In my village, young children walked eight miles to and from school along lonely stretches of road, but parents never worried about a child being abducted or harmed in any way. My biggest fear as a youngster was being alone in the dark—other than that, I was an extremely happy little girl in a happy family, living in what I thought was a happy village where people respected and cared for one another.

I was born in the western Rwandan province of Kibuye, in the village of Mataba. Our house was perched on a hilltop overlooking Lake Kivu, which seemed to stretch out forever below us. On clear mornings I could see the mountains on the other side of the lake in the neighboring country of Zaire, now called the Democratic Republic of the Congo. Some of my warmest childhood memories are of clambering down the perilously steep hill between our house and the lake. I’d go swimming with my dad and brothers as the last of the dawn mist was being chased away by the early-morning sun. The water was warm, the air cool against our skin, and the view of our house high above the shore always thrilling.

Heading back home was an adventure because the hill was so steep and the dirt beneath our feet was so loose and treacherous. I often slipped and was afraid that I’d tumble all the way down and into the lake. My father always knew when I was frightened, and he’d bundle me in his arms all the way home. He was a big, strong man, and I felt safe and loved wrapped in those powerful arms. It thrilled me to be lifted up so affectionately, especially since Dad was very reserved in an old-fashioned way and rarely showed his emotions or said he loved my brothers and me—although we knew he did.

When we got home from our swim, my beautiful mother would be busy in the kitchen preparing the hot rice-and-bean dish she fed us every day before packing us off to school. Her energy never failed to astonish me: Mom was always the first to rise and last to bed, getting up hours before anyone else to make sure that the house was in order, our clothes were laid out, our books and lessons were ready, and my father’s work papers were organized. She made all our clothing herself, cut our hair, and brightened the house with handmade decorations.

The beans she prepared for our breakfast were grown in our family fields, which Mom tended every morning while the rest of us were still sleeping. She checked the crops and would then distribute tools to the day laborers and make sure that our cows and other animals were fed and watered. And then, after finishing the morning chores and getting us off to class, Mom would walk down the road to start her full-time teaching job at the local primary school.
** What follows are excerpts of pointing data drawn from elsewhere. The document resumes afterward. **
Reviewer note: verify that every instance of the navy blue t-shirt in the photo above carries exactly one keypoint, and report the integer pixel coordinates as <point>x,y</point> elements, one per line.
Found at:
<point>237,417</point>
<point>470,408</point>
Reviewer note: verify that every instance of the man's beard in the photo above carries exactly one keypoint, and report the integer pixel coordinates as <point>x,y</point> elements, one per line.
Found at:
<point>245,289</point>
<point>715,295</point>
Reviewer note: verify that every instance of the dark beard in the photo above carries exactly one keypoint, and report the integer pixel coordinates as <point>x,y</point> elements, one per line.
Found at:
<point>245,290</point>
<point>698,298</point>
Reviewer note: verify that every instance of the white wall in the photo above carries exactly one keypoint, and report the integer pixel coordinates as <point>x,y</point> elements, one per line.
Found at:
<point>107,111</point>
Both of my parents were teachers, and adamant believers that the only defense against poverty and hunger was a good education. Despite being one of the smallest countries in Africa, Rwanda—which is roughly the size of the American state of Maryland—is one of the most densely populated countries on the continent and among the poorest in the world. Mom and Dad were the first high school graduates in their families, and they were determined that their children would go even further than they had in school. Dad led by example, working hard and studying throughout his life. He received many honors and promotions during his career, rising steadily through the ranks from primary teacher to junior high school principal. He was eventually appointed chief administrator for all of the Catholic schools in our district.